Regarding legal action, as far as I know (and I'm not a lawyer so maybe someone else can confirm this) grandparents have NO legal right to see a grandchild.

Thankyou for your reply and reassurance yes I think I will check in with a solicitor just incase

OP posts:
Naunet · 02/03/2024 10:32

Keep your child far away from that disgusting pervert. They have no legal rights, you are absolutely doing the right thing. If your MiL is upset about it, she is old enough to understand that that’s the price you pay for keeping a nonce as your husband.

3peassuit · 02/03/2024 10:34

I wouldn’t let my child within a mile of them.

Epidote · 02/03/2024 10:36

Grandparents don't have parental rights to the grandkids. Their threats are just bluff.

Olika · 02/03/2024 10:47

Keep her away. If other family members feel comfortable taking their kids to visit that's their choice. As much as your choice is not to. I wouldn't. Grandparents don't have any legal action to take.

NotbloodyGivingupYet · 02/03/2024 10:53

I'm amazed your partner is still in contact with the family who are putting pressure on in this way.
They need to be told that if they don't stop partner will go NC with them. You need to tell partner to shape up and put DC first.

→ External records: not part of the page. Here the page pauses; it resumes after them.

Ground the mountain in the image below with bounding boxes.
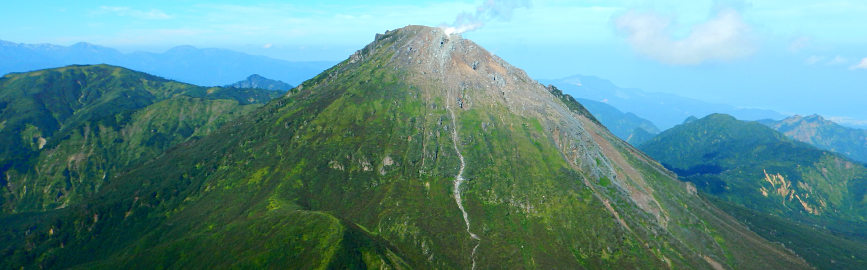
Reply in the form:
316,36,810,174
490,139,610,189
626,128,657,145
0,41,335,86
0,65,279,213
575,98,659,141
541,75,786,130
759,114,867,163
226,74,295,92
639,114,867,269
0,26,810,269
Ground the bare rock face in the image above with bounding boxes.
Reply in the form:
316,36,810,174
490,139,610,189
0,26,809,269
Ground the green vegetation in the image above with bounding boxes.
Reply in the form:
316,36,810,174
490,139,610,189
760,115,867,163
640,114,867,269
0,27,807,269
0,65,276,213
576,98,660,140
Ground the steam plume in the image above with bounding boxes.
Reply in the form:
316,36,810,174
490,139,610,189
439,0,530,35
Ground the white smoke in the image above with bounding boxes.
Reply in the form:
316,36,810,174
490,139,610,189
439,0,531,35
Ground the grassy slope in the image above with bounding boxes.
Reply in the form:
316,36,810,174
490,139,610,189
641,115,867,269
0,65,274,213
0,27,804,269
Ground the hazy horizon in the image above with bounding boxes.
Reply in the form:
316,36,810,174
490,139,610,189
0,1,867,122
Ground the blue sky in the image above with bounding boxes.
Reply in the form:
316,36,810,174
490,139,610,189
0,0,867,120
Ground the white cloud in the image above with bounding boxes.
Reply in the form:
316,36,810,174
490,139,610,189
805,55,825,65
439,0,531,34
614,8,756,65
95,6,172,20
849,57,867,69
789,37,813,52
826,55,849,65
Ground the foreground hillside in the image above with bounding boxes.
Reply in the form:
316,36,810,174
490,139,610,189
640,114,867,269
0,26,809,269
0,65,277,213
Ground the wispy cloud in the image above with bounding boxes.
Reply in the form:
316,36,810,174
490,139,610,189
805,55,825,65
440,0,531,34
613,7,756,65
94,6,173,20
789,37,813,52
849,57,867,69
825,55,849,65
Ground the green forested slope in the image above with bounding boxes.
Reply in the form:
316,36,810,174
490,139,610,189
0,26,809,269
0,65,276,213
640,114,867,269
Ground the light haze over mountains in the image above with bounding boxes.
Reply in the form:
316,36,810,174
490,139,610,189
0,40,336,86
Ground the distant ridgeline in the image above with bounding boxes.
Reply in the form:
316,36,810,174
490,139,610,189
226,74,295,92
0,40,337,86
0,65,280,213
759,115,867,163
639,114,867,269
0,26,812,269
575,98,659,145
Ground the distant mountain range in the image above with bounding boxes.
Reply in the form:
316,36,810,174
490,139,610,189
226,74,295,91
0,40,337,86
0,65,282,213
0,26,812,269
539,75,786,130
758,115,867,163
639,114,867,269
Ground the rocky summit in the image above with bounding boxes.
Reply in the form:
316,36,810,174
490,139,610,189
0,26,809,269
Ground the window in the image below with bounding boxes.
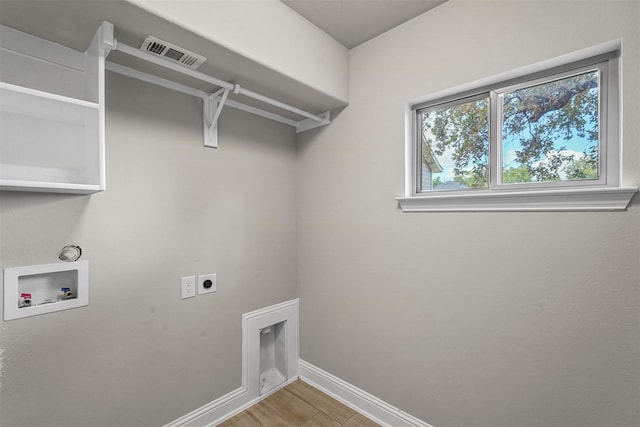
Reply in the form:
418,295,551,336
398,49,637,210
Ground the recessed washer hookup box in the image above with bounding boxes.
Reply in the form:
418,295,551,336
4,261,89,320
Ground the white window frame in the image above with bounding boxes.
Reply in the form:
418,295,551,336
397,41,638,212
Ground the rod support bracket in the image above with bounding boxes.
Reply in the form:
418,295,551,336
202,89,229,148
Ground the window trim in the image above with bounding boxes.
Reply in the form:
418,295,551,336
396,40,638,212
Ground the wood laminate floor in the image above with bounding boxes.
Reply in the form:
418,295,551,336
220,380,379,427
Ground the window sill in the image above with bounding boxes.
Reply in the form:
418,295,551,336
396,187,638,212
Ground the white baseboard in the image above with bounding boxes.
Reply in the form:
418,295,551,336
164,360,433,427
164,299,432,427
298,360,433,427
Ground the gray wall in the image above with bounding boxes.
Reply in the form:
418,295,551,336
0,74,296,426
298,0,640,427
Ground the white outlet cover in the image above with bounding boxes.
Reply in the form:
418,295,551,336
180,276,196,299
198,273,217,295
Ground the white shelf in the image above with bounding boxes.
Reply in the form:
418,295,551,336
0,23,113,194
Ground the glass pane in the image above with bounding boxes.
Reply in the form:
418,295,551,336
501,70,599,184
419,97,489,192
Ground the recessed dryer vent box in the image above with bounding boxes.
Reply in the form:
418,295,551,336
4,261,89,320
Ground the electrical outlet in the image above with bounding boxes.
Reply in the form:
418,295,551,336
180,276,196,299
198,273,216,294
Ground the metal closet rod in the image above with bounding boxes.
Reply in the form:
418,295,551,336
113,40,327,123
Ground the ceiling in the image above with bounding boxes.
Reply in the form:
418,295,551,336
0,0,445,116
281,0,446,49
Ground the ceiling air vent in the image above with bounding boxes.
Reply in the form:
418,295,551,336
140,36,207,70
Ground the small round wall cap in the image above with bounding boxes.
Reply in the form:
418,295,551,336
58,245,82,262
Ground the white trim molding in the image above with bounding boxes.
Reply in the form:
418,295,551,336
164,298,299,427
299,360,433,427
396,187,638,212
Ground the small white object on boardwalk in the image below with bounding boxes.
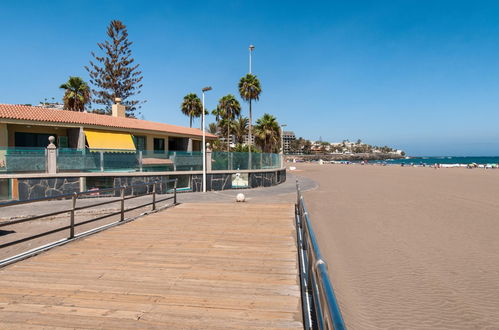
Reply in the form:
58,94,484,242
0,203,303,329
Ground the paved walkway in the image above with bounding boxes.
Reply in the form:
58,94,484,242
0,202,302,329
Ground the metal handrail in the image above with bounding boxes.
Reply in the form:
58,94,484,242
295,180,346,329
0,179,177,268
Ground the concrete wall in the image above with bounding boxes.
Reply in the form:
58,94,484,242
8,124,68,147
0,123,9,147
13,170,286,200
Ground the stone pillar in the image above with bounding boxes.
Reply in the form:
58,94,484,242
76,127,85,149
206,143,211,173
80,176,87,192
47,136,57,174
111,97,126,118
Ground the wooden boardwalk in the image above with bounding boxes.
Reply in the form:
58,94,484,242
0,203,303,329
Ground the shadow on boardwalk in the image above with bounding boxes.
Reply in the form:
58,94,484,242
0,201,302,329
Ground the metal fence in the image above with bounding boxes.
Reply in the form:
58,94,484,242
295,181,345,329
0,179,177,267
211,151,281,170
0,147,281,174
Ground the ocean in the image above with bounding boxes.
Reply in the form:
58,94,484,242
376,156,499,165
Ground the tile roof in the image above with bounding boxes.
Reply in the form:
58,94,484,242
0,104,216,138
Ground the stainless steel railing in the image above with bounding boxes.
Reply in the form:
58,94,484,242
0,179,177,268
295,181,346,330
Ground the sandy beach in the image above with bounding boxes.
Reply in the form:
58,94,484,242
294,164,499,329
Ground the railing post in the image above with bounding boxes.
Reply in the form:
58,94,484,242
45,136,57,174
152,182,156,211
120,186,125,221
99,151,104,172
69,193,78,239
206,146,212,173
173,179,178,205
139,150,142,172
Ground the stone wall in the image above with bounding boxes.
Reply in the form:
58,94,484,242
18,177,80,200
114,175,173,196
13,170,286,200
191,170,286,191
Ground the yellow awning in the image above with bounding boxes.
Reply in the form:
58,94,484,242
85,130,135,151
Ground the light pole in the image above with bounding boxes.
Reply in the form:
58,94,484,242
281,124,288,154
281,124,288,168
201,86,211,192
249,45,255,74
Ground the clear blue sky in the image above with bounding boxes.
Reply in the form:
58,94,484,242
0,0,499,155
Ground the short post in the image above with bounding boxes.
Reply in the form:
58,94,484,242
139,150,142,172
206,143,212,173
173,179,178,205
120,186,125,221
99,151,104,172
152,182,156,211
46,136,57,174
69,193,78,239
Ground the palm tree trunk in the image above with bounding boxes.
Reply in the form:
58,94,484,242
248,99,253,170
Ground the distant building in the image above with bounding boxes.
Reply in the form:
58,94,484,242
35,102,64,110
244,134,255,146
282,131,296,154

fruity81 · 02/03/2024 11:33

NotbloodyGivingupYet · 02/03/2024 10:53

I'm amazed your partner is still in contact with the family who are putting pressure on in this way.
They need to be told that if they don't stop partner will go NC with them. You need to tell partner to shape up and put DC first.

it says a lot about him

LakeTiticaca · 02/03/2024 12:18

Don't let your precious child anywhere near any of them and do NOT cave into pressure.
As other pps stated, they have no legal rights over your child whatsoever

Catoo · 02/03/2024 13:23

Just because MIL is so desperate to have a man that she’s ignoring the fact that he’s a sex offender, doesn’t mean the rest of the family should play along.

Never leave child with any of them. They can’t be trusted to keep this man away.

Make this clear to your DP also.

They have no rights. If they become insistent ask the police for advice as you believe he’s trying to get access to a child and he’s been accused of this before.